Complexity Analysis:

  • Time Complexity: O(m*n).
    Here ‘m’ and ‘n’ are number of elements present in first and second lists respectively.
    For union: For every element in list-2 we check if that element is already present in the resultant list made using list-1.
    For intersection: For every element in list-1 we check if that element is also present in list-2.
  • Auxiliary Space: O(1).
    No use of any data structure for storing values.

Method 2 (Use Merge Sort)
In this method, algorithms for Union and Intersection are very similar. First, we sort the given lists, then we traverse the sorted lists to get union and intersection.
The following are the steps to be followed to get union and intersection lists.

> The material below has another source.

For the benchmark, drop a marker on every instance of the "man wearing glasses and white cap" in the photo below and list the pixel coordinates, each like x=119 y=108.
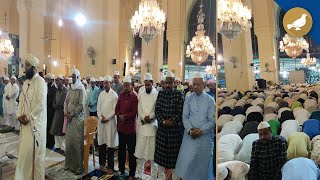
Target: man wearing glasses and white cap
x=269 y=154
x=117 y=86
x=32 y=114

  1. Sort the first Linked List using merge sort. This step takes O(mLogm) time. Refer this post for details of this step.
  2. Sort the second Linked List using merge sort. This step takes O(nLogn) time. Refer this post for details of this step.
  3. Linearly scan both sorted lists to get the union and intersection. This step takes O(m + n) time. This step can be implemented using the same algorithm as sorted arrays algorithm discussed here.

Time complexity of this method is O(mLogm + nLogn) which is better than method 1’s time complexity.

Method 3 (Use Hashing)
Union (list1, list2)
Initialize the result list as NULL and create an empty hash table. Traverse both lists one by one, for each element being visited, look the element in the hash table. If the element is not present, then insert the element to the result list. If the element is present, then ignore it.

Intersection (list1, list2)
Initialize the result list as NULL and create an empty hash table. Traverse list1. For each element being visited in list1, insert the element in the hash table. Traverse list2, for each element being visited in list2, look the element in the hash table. If the element is present, then insert the element to the result list. If the element is not present, then ignore it.

Both of the above methods assume that there are no duplicates.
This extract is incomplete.